I can not comprehend the depth of loss for her sons and her husband, makes me ashamed for my whinny-ness now. No comparison and I know that, but still the same I mourn also. What I wouldn’t give to talk to her again. She made a difference in my life, her life mattered, she was important to us all. I can only hope to make my life count. She always believed in me. No matter if we were in a time of joy or war, she was there telling me to be strong. What I wouldn’t give to be talking on the phone to her now.
So I will be strong and be encouraged because she would fuss at me if I weren’t, she would call me out and remind me that I am way to cynical for all this cry baby stuff. I will make her proud of me and still think of her everyday. Life is too short and too dang funny to not let it pass by without cracking up one way or another…..and I will continue to talk to her in my heart, apparently she is my alter ego in my head…she infiltrated somehow..maybe that was her plan after all……hmmm!
2 thoughts on “What I wouldn’t give?”
So, this is how it is going to be. I do this about Mamaw Hildreth from time to time. And, I can’t bear to think of Ramona. Those crazy yellow roses bloom at the most inopportune time. Just when I don’t want to cry and have my heart hurt. But they bloom anyway. Reminding me of how much I miss her. We weren’t as close as you two, but we had our own history. From the time she became Ramona Fritts. My dearest childhood friend! My cousin! I always thought there would be more time. We always said we would get together when we felt better. The last time I got to really spend time with her was when you all were at my house for Charles’ graduation from the Seminary. What treasured moments! What I wouldn’t give …..
Thank you for sharing your heart Rose! I love you!

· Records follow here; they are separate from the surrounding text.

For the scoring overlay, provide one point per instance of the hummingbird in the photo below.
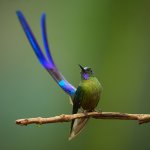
(88, 93)
(86, 97)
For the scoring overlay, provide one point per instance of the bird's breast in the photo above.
(91, 94)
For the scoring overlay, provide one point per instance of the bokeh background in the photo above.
(111, 36)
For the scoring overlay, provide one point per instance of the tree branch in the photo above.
(141, 118)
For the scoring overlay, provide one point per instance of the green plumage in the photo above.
(86, 97)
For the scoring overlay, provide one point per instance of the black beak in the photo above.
(81, 68)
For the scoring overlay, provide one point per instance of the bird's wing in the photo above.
(47, 63)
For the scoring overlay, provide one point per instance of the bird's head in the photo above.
(86, 72)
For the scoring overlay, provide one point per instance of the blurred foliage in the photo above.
(112, 37)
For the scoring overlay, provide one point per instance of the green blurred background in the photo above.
(111, 36)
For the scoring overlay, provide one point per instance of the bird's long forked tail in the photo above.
(78, 126)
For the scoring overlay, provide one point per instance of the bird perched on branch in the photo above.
(86, 96)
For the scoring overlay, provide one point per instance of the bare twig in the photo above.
(141, 118)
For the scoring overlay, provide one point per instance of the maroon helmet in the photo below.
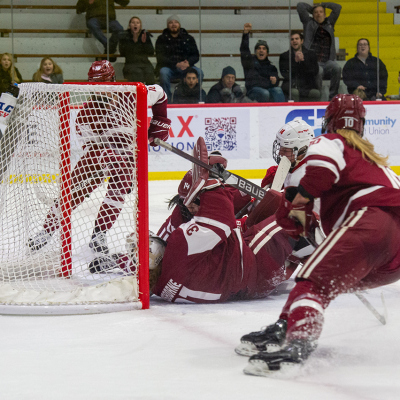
(185, 185)
(345, 111)
(101, 71)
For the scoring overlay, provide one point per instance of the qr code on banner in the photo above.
(220, 133)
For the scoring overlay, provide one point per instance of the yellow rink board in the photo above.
(154, 176)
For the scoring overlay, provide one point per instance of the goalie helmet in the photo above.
(156, 250)
(185, 185)
(295, 135)
(345, 111)
(101, 71)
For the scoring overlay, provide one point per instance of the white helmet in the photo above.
(156, 249)
(294, 135)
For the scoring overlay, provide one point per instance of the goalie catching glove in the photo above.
(296, 220)
(159, 128)
(201, 179)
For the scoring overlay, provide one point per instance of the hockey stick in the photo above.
(281, 174)
(228, 177)
(381, 318)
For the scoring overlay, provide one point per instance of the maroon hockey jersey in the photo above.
(209, 260)
(344, 181)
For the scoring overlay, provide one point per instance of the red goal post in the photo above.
(38, 157)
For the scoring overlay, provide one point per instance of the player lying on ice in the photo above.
(360, 201)
(207, 258)
(107, 153)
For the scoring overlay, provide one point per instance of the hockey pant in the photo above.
(88, 175)
(362, 253)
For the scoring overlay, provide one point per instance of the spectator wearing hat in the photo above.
(303, 71)
(188, 90)
(176, 51)
(136, 46)
(361, 73)
(261, 77)
(319, 36)
(226, 90)
(96, 20)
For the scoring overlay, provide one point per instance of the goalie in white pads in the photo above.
(107, 153)
(208, 259)
(360, 203)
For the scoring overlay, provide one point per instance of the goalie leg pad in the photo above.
(267, 207)
(200, 176)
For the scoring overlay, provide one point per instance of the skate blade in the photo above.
(260, 368)
(248, 349)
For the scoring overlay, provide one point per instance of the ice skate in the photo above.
(104, 264)
(290, 355)
(98, 242)
(269, 339)
(40, 240)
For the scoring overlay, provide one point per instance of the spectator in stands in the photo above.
(226, 90)
(48, 72)
(8, 73)
(361, 72)
(96, 21)
(136, 46)
(395, 96)
(319, 37)
(188, 90)
(176, 51)
(261, 77)
(304, 70)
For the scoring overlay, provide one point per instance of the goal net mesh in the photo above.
(69, 196)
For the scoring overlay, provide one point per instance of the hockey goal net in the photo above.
(73, 188)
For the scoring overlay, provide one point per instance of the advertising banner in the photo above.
(245, 134)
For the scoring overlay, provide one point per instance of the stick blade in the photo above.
(281, 174)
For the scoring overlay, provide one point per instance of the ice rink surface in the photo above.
(186, 351)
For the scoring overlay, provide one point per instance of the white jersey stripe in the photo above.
(266, 239)
(325, 164)
(329, 243)
(262, 232)
(307, 303)
(393, 178)
(239, 236)
(213, 222)
(355, 196)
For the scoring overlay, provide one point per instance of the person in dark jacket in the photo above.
(361, 72)
(319, 36)
(226, 90)
(176, 51)
(136, 46)
(261, 77)
(48, 72)
(96, 20)
(304, 71)
(8, 73)
(188, 91)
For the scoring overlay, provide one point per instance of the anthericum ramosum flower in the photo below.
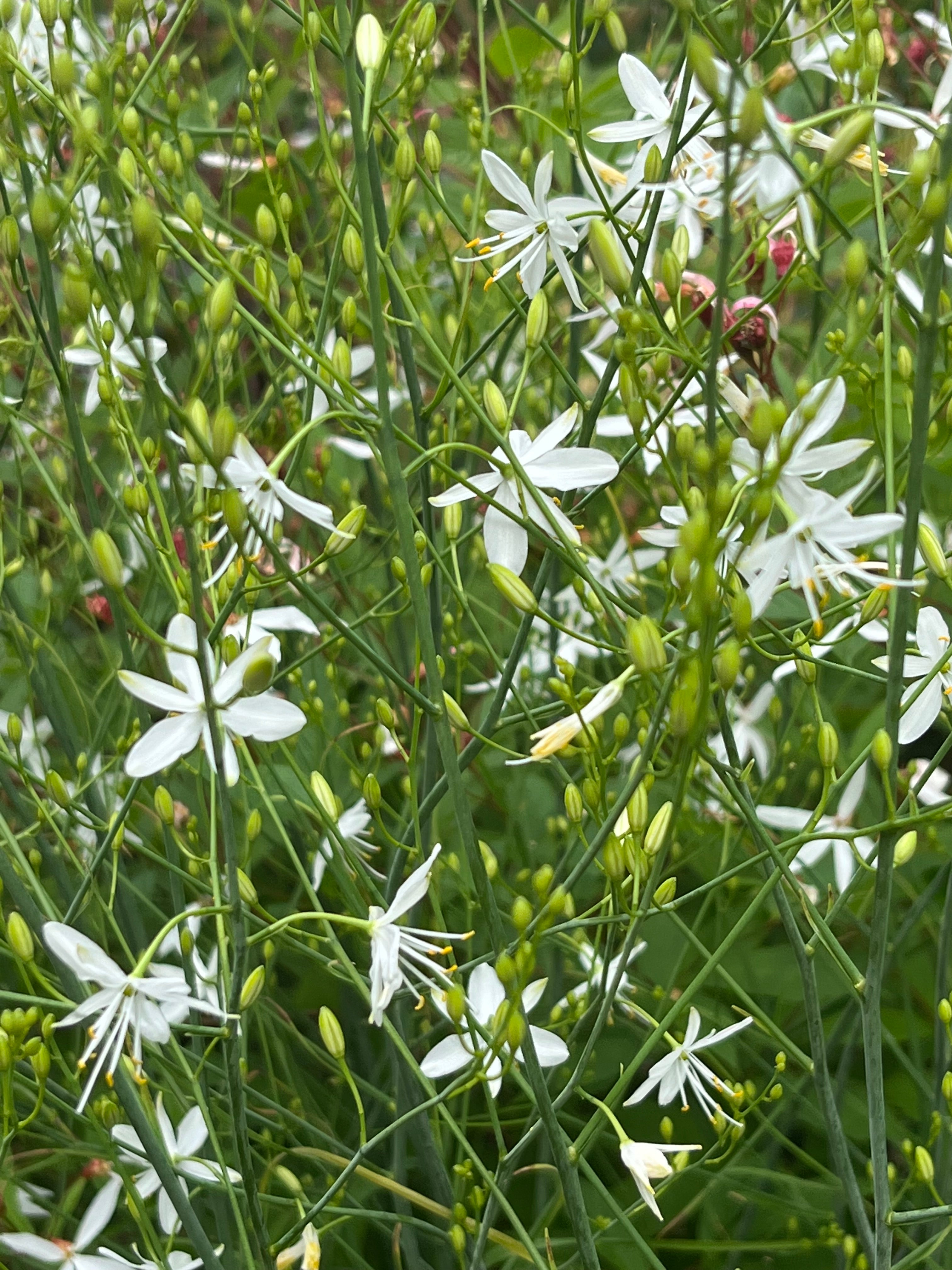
(485, 995)
(264, 716)
(541, 220)
(182, 1147)
(69, 1254)
(144, 1003)
(682, 1067)
(405, 954)
(547, 468)
(559, 735)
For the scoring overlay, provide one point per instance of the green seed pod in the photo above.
(433, 152)
(9, 239)
(537, 321)
(353, 251)
(266, 225)
(20, 936)
(852, 135)
(609, 258)
(107, 559)
(645, 647)
(855, 263)
(252, 988)
(164, 806)
(347, 530)
(221, 305)
(828, 745)
(514, 590)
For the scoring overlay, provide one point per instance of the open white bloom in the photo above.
(747, 736)
(352, 826)
(931, 651)
(264, 717)
(146, 1004)
(264, 496)
(405, 954)
(647, 1163)
(541, 220)
(485, 995)
(181, 1147)
(682, 1067)
(814, 552)
(308, 1251)
(546, 468)
(70, 1255)
(796, 818)
(131, 358)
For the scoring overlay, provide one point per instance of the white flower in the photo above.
(70, 1255)
(352, 827)
(146, 1005)
(308, 1251)
(682, 1067)
(131, 359)
(181, 1147)
(814, 550)
(542, 220)
(798, 817)
(264, 496)
(579, 468)
(403, 954)
(931, 649)
(485, 995)
(747, 737)
(647, 1163)
(264, 717)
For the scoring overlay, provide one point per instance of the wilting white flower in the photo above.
(352, 827)
(747, 736)
(542, 220)
(647, 1163)
(70, 1255)
(264, 717)
(131, 359)
(181, 1147)
(485, 995)
(682, 1067)
(144, 1004)
(547, 468)
(931, 651)
(404, 954)
(798, 817)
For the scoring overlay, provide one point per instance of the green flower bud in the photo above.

Oh Frankie…please let me tell you how much she LOVED you, her memories were the best of ya’ll growing up, she spoke of them often and about you with great love….you were lucky you got to have her for so much longer. I have two sisters who I love deeply, she was a sister and friend and the closest link to Charles’ childhood so the combo was strong. We talked everyday about nothing at all, raised our kids together, she was with me when Sam was born, the first one to hold him! She made him a lefty! We fought and laughed within seconds of each other. I miss he so bad it makes me sick….I am not sure if her family realized our connection, I know her friends didn’t. Just feeling a bit sorry for myself….I will be better soon…and btw, yellow roses were her favorite as well as mine. And yes I too thought there would be more time…..just goes to show you!